You can filter certain data from a whole list of different dimensions. In our earlier examples, we saw traces of referral spam. We can get rid of this in the same manner by tweaking the filter, like the below.

This time we want to be explicit with what we want to see excluded from Google Analytics. Choose ‘Exclude’ and from the filter field dropdown select ‘Referral’.

When you’re entering multiple domains into the filter pattern field, you will need to use the pipe symbol ‘|’ in between each domain you enter. This is a regular expression and is a useful aspect to learn when it comes to Google Analytics. We’ll save this for a rainy day.

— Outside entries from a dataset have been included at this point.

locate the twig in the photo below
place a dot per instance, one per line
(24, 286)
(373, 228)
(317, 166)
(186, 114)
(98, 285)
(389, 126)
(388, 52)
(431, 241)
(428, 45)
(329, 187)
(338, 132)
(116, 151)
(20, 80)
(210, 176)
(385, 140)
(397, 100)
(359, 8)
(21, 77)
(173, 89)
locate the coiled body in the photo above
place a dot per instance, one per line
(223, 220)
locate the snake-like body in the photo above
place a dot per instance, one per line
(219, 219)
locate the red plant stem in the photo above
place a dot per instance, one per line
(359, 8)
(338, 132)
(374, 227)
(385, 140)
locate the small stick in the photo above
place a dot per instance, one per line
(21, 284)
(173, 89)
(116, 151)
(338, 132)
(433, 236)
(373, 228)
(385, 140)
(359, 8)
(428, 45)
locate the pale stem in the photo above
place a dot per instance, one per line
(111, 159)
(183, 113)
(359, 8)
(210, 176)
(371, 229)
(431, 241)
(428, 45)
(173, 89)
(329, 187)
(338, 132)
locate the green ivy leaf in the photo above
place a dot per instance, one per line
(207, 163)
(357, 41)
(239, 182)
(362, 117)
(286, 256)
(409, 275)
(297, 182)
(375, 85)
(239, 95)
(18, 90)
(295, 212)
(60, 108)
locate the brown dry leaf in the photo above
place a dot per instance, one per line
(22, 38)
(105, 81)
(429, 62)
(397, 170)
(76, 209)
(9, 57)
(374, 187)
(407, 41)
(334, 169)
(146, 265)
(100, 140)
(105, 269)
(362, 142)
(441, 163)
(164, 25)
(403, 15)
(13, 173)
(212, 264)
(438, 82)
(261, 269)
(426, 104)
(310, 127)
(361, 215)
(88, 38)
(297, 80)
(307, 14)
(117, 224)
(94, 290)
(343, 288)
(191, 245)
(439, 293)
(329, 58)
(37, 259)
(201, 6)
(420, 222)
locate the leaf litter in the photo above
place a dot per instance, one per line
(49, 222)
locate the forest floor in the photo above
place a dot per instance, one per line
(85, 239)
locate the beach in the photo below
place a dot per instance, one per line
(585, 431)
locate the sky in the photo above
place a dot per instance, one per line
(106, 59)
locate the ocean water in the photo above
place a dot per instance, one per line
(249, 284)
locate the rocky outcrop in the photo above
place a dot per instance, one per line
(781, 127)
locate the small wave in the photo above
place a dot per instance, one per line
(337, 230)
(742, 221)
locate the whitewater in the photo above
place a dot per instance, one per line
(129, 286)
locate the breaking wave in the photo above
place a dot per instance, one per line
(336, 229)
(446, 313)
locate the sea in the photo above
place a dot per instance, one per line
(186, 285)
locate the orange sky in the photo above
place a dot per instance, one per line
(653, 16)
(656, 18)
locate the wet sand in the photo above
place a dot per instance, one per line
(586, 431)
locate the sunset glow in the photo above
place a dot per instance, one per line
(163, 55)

Google Analytics exclude spam filter field

The above filters can be tweaked dependant on what attribute of spam/bot traffic you find. Although filtering the data out of your account is the best course of action, there are few points to note here:

  • As this is a filter with manual conditions, you’re going to have to update this list regularly. As best practice, I’d do a scan for bot/spam traffic in your account every month and add any new domains you find to the filter we’ve just created.
  • Do NOT add these domains to the ‘referral exclusion’ list, rather than filtering them out. All this will do is attribute your referral spam to the ‘Direct’ channel and will not clean your account of spam.
  • As best practice apply these filters to a test view first to ensure they are done correctly. If you don’t have a test view in your account…make one!

Until Google finds a more robust method of eliminating this kind of traffic from Analytics, the above methods will have to suffice. Get in the habit of checking regularly for signs of bots/spam in your account and take the appropriate steps to eliminate them; it only takes a few minutes and it’ll help keep your data clean, accurate and spam free!